La condizione delle donne lavoratrici fu un tema ricorrente di tutta la sua vita. Un’altra sua grande preoccupazione fu educare le masse femminili alla vita pubblica, impresa ardua per le donne cattoliche, tenute da sempre lontane dalla politica, cosa da uomini. Partecipò ai lavori per la costituzione del Centro italiano femminile di cui divenne Presidente fino al 1950, opponendosi alla partecipazione delle donne cattoliche all’Udi.

Eletta alla Costituente, fu una delle cinque donne che parteciparono alla Commissione dei 75. Fece parte della Terza Sottocommissione, che si occupava dei diritti economico-sociali, sostenendo che lo Stato dovesse intervenire per tutelare le lavoratrici madri eliminando tutti gli ostacoli di ordine economico che impedivano ai cittadini di formare una famiglia.

Una delle sue più importanti battaglie politiche riguardò l’accesso delle donne agli incarichi pubblici e alle cariche elettive, in particolare il diritto delle donne di accedere alla magistratura. L’unico elemento discriminatorio per l’ammissione avrebbe dovuto essere, per Agamben, il merito e non le presunte attitudini.

Purtroppo su questo punto l’ostilità o, per meglio dire, la misoginia maschile furono trasversali e si dovette attendere il 1963 per vedere pienamente realizzato il diritto delle donne di partecipare ai concorsi in magistratura.

Non sarà inutile ricordare le parole di un penalista di grande fama che sarebbe anche diventato Presidente della Repubblica, a tale riguardo, Giovanni Leone: «Ma alle più alte magistrature, dove occorre resistere e reagire all’eccesso di apporti sentimentali, dove occorre invece distillare il massimo di tecnicità, penso che la donna non debba essere ammessa; perché solo gli uomini possono avere quel grado di equilibrio e di preparazione necessaria per tale funzione». (Atti Assemblea Costituente, seduta 14 novembre 1947).

Agamben fondò con Lina Merlin Angela Guidi Cingolani e Maria De Unterrichter Iervolino il Comitato italiano di difesa morale e sociale della donna, con cui appoggiò la proposta Merlin per l’abolizione della regolamentazione statale della prostituzione e creò una rete di protezione, per le prostitute che volevano cambiare vita, che fosse in grado di accompagnarle nel percorso di reinserimento sociale.
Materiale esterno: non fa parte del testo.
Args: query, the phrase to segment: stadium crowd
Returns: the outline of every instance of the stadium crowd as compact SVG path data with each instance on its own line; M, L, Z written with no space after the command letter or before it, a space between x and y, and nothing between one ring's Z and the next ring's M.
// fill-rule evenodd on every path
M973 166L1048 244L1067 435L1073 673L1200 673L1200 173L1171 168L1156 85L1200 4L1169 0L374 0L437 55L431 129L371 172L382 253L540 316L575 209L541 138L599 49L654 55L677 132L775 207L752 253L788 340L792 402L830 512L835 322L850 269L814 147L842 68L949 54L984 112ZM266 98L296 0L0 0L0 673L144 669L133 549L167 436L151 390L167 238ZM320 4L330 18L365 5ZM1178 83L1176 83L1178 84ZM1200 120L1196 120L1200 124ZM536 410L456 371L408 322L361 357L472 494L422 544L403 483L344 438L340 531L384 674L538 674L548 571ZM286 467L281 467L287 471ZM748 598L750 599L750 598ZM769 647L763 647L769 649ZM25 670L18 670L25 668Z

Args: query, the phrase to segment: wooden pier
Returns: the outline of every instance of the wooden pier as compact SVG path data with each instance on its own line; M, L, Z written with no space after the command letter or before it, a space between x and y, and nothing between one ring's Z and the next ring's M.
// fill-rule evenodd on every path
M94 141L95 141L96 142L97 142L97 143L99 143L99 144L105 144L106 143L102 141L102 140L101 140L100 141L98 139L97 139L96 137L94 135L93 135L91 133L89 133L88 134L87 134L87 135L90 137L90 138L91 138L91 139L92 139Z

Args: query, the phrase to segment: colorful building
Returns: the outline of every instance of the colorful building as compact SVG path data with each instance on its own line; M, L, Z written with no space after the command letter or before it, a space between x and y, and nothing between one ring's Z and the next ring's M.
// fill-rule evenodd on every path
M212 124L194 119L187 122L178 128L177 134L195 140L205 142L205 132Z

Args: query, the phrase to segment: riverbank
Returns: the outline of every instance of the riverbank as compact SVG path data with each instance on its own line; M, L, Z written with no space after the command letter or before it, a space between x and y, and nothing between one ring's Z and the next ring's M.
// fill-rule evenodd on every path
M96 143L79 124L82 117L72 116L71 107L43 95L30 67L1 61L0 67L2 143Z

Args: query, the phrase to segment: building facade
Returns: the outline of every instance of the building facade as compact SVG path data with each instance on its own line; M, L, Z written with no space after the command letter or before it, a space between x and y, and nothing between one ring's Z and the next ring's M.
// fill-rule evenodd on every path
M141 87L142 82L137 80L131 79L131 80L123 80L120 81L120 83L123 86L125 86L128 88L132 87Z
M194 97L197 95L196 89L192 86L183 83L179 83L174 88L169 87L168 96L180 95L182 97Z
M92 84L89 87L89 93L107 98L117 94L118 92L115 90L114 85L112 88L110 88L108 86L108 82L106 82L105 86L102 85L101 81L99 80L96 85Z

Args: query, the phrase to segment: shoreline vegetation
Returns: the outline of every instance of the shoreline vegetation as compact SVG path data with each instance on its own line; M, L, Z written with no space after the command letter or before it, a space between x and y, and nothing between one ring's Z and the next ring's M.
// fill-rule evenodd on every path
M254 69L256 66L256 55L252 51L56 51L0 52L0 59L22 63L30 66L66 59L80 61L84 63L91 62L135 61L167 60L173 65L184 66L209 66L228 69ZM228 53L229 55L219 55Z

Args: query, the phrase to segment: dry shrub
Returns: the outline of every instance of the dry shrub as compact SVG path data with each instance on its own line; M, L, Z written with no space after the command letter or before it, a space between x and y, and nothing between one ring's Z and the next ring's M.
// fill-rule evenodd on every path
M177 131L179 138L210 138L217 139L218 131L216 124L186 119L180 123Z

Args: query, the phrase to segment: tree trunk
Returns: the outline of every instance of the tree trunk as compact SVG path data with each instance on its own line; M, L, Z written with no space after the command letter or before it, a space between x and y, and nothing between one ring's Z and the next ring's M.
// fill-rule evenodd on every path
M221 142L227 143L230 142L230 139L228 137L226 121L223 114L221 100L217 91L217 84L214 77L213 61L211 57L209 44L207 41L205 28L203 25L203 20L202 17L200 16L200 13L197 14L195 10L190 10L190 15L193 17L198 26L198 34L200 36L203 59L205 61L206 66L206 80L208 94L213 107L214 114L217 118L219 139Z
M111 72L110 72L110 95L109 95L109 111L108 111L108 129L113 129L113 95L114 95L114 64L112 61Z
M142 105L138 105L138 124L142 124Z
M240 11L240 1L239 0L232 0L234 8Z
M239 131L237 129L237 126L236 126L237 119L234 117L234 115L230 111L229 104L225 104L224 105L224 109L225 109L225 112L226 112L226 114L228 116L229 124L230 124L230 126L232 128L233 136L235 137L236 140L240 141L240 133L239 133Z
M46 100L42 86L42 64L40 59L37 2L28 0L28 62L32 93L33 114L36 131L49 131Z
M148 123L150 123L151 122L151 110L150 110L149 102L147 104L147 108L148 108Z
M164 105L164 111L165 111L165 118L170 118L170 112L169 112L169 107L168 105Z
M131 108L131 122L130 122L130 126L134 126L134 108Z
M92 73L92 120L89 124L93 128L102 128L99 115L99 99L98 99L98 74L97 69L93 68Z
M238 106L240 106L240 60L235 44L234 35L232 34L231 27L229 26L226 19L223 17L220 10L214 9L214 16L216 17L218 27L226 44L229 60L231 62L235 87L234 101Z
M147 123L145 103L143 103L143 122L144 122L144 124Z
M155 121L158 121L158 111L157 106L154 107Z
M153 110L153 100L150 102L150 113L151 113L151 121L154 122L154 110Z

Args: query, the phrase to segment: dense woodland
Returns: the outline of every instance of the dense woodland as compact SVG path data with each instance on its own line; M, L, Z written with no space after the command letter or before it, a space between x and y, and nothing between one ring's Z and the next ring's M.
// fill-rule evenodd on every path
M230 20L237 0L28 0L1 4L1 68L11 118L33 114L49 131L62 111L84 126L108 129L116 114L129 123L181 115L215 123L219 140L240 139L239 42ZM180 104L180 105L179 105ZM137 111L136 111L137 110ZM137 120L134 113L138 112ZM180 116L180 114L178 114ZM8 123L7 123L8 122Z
La sua posizione radicale nel Cif non fu gradita ai vertici della chiesa cattolica, con cui ebbe molti contrasti. Nel 1953, terminata la legislatura, abbandonò la politica attiva e si dedicò all’impegno sociale, soprattutto nel campo dell’emigrazione, con iniziative di grande visione. Trascorse gli ultimi anni della sua vita a scrivere le sue memorie, soprattutto quelle relative agli anni della Resistenza e dell’antifascismo, raccolte nel libro Il cesto di lana (foto di apertura).

Come molte altre Costituenti Agamben può dire molto alle giovani generazioni e può rappresentare un esempio da seguire. La sua opposizione al fascismo e la sua partecipazione alla Resistenza sono il segno del suo grande coraggio e della sua voglia di libertà, la sua passione per gli studi che le consentì di prendere la parola con capacità oratorie e persuasive in un Parlamento di navigati giuristi e politici, può essere uno stimolo a coltivarsi per le giovani che vogliano cimentarsi in politica, la sua attenzione alla condizione della donna lavoratrice un punto fermo nella richiesta di politiche per l’occupazione veramente paritarie.

Il libro di Alfredo Canavero sulla vita di Maria Federici

Purtroppo i temi a lei più cari, il lavoro femminile e la conciliazione con gli impegni familiari nonché il tema della prostituzione come mercificazione del corpo di donne provenienti da situazioni di miseria, attendono ancora di essere affrontati in modo rispettoso della dignità e della libertà femminili.

A Maria Agamben dobbiamo tutte e tutti dire grazie.